Personal relationships, particularly romantic ones, can be the INTJ's Achilles heel. While they are capable of caring deeply for others (usually a select few), and are willing to spend a great deal of time and effort on a relationship, the knowledge and self-confidence that make them so successful in other areas can suddenly abandon or mislead them in interpersonal situations.
This happens in part because many INTJs do not readily grasp the social rituals; for instance, they tend to have little patience and less understanding of such things as small talk and flirtation (which most types consider half the fun of a relationship). To complicate matters, INTJs are usually extremely private people, and can often be naturally impassive as well, which makes them easy to misread and misunderstand. Perhaps the most fundamental problem, however, is that INTJs really want people to make sense. :-) This sometimes results in a peculiar naivete', paralleling that of many Fs -- only instead of expecting inexhaustible affection and empathy from a romantic relationship, the INTJ will expect inexhaustible reasonability and directness.
Probably the strongest INTJ assets in the interpersonal area are their intuitive abilities and their willingness to "work at" a relationship. Although as Ts they do not always have the kind of natural empathy that many Fs do, the Intuitive function can often act as a good substitute by synthesizing the probable meanings behind such things as tone of voice, turn of phrase, and facial expression. This ability can then be honed and directed by consistent, repeated efforts to understand and support those they care about, and those relationships which ultimately do become established with an INTJ tend to be characterized by their robustness, stability, and good communications.

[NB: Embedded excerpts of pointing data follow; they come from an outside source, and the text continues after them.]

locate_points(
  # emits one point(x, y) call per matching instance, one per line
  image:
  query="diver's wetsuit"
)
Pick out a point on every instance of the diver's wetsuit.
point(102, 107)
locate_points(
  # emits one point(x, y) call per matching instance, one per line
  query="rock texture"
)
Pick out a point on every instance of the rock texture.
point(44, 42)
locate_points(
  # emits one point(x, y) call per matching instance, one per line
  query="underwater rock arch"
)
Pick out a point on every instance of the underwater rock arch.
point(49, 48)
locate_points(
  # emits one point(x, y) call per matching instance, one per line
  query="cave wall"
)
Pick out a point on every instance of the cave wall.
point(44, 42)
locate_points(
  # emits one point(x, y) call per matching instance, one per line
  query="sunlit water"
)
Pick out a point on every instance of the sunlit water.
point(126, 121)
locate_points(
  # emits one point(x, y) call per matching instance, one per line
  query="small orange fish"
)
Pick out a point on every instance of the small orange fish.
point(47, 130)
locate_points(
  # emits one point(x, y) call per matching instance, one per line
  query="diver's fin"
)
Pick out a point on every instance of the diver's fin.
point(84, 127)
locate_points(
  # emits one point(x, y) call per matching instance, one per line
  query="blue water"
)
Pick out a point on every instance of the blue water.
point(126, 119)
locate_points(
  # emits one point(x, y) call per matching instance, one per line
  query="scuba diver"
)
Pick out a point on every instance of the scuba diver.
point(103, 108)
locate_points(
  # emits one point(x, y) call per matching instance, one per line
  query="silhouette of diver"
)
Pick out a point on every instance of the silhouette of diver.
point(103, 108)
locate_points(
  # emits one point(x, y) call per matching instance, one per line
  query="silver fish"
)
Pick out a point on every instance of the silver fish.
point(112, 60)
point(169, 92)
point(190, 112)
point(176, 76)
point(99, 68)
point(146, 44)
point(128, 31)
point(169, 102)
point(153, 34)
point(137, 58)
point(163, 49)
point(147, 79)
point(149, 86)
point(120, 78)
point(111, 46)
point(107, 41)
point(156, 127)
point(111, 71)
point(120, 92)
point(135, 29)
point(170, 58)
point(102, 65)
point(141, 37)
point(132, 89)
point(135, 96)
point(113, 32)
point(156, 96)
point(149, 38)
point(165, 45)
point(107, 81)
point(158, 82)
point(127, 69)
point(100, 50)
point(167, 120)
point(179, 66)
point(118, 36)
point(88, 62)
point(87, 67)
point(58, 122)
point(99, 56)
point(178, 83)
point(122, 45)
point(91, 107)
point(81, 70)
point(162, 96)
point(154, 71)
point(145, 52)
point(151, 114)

It is in their abilities that Masterminds differ from the other Rationals, while in most of their attitudes they are just like the others. However there is one attitude that sets them apart from other Rationals: they tend to be much more self-confident than the rest, having, for obscure reasons, developed a very strong will. They are rather rare, comprising no more than, say, one percent of the population. Being very judicious, decisions come naturally to them; indeed, they can hardly rest until they have things settled, decided, and set. They are the people who are able to formulate coherent and comprehensive contingency plans, hence contingency organizers or "entailers."

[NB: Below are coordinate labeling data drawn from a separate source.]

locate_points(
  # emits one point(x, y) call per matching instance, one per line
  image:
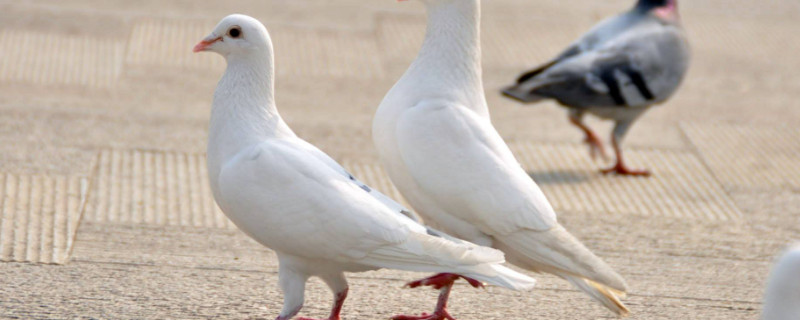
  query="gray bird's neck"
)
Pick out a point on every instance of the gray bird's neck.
point(449, 62)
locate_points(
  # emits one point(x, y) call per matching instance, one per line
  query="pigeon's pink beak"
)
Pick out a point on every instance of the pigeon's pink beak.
point(205, 43)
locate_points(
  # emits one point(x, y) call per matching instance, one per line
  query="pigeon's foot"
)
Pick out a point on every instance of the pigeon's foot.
point(443, 315)
point(595, 146)
point(443, 280)
point(621, 169)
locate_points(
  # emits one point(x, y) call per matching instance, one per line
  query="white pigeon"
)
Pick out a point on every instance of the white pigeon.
point(291, 197)
point(437, 143)
point(782, 298)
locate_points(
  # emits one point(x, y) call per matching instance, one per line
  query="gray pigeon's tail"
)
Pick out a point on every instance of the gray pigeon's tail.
point(517, 92)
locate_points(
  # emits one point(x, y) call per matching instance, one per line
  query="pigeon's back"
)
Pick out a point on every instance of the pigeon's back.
point(632, 60)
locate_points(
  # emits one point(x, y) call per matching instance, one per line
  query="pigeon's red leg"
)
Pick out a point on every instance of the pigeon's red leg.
point(443, 282)
point(620, 168)
point(595, 144)
point(337, 307)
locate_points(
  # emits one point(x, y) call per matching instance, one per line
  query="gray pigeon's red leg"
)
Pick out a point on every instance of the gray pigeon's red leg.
point(620, 168)
point(443, 282)
point(595, 144)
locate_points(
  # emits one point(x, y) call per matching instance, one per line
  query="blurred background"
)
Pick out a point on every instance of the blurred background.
point(103, 116)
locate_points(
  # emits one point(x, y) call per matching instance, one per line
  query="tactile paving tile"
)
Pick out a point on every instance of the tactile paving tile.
point(154, 187)
point(681, 186)
point(298, 51)
point(748, 157)
point(40, 215)
point(59, 59)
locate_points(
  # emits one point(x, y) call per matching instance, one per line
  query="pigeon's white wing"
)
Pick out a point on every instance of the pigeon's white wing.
point(388, 202)
point(292, 202)
point(473, 173)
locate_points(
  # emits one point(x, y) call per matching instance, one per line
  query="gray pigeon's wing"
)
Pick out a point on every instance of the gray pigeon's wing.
point(642, 66)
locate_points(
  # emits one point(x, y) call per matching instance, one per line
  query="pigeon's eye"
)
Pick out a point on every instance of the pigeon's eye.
point(235, 32)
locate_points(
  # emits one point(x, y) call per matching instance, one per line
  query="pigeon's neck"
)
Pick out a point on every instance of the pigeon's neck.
point(449, 62)
point(244, 112)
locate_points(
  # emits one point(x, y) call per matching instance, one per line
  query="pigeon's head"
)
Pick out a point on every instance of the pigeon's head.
point(235, 35)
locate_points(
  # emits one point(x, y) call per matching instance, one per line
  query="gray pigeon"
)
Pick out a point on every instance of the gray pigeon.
point(617, 71)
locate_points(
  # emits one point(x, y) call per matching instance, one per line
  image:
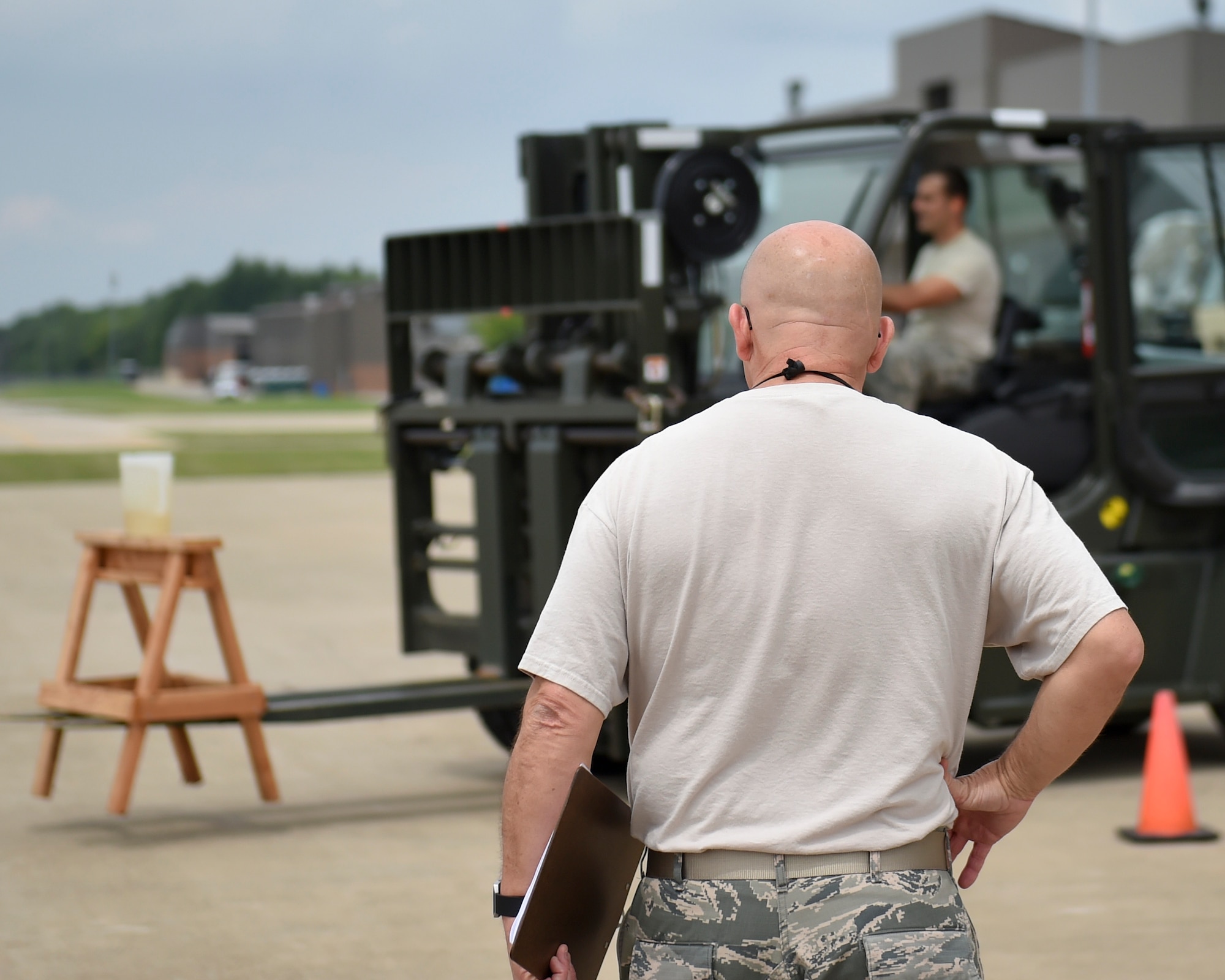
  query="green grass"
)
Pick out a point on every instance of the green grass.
point(221, 455)
point(117, 399)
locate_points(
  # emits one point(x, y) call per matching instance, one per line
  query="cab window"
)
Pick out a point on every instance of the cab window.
point(1033, 216)
point(1178, 248)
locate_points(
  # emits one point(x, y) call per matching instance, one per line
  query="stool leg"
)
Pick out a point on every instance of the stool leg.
point(130, 755)
point(48, 755)
point(260, 761)
point(187, 758)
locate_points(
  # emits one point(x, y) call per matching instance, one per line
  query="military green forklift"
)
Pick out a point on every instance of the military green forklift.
point(1108, 382)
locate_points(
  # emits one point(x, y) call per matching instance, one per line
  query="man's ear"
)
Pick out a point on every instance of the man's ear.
point(743, 333)
point(885, 331)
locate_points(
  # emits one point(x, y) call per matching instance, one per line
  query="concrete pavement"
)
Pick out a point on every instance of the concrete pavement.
point(380, 859)
point(30, 428)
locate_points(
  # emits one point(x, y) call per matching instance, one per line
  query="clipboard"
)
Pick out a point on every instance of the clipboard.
point(581, 885)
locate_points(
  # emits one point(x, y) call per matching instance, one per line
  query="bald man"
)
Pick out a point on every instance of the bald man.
point(793, 590)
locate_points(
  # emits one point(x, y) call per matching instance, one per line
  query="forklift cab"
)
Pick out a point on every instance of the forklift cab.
point(1109, 374)
point(1108, 379)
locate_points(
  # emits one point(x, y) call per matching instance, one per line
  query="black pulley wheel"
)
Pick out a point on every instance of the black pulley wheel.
point(710, 203)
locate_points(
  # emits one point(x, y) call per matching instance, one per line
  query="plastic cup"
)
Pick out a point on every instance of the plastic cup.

Masterminds will adopt ideas only if they are useful, which is to say if they work efficiently toward accomplishing the Mastermind's well-defined goals. Natural leaders, Masterminds are not at all eager to take command of projects or groups, preferring to stay in the background until others demonstrate their inability to lead. Once in charge, however, Masterminds are the supreme pragmatists, seeing reality as a crucible for refining their strategies for goal-directed action. In a sense, Masterminds approach reality as they would a giant chess board, always seeking strategies that have a high payoff, and always devising contingency plans in case of error or adversity. To the Mastermind, organizational structure and operational procedures are never arbitrary, never set in concrete, but are quite malleable and can be changed, improved, streamlined. In their drive for efficient action, Masterminds are the most open-minded of all the types. No idea is too far-fetched to be entertained-if it is useful. Masterminds are natural brainstormers, always open to new concepts and, in fact, aggressively seeking them. They are also alert to the consequences of applying new ideas or positions. Theories which cannot be made to work are quickly discarded by the Masterminds. On the other hand, Masterminds can be quite ruthless in implementing effective ideas, seldom counting personal cost in terms of time and energy.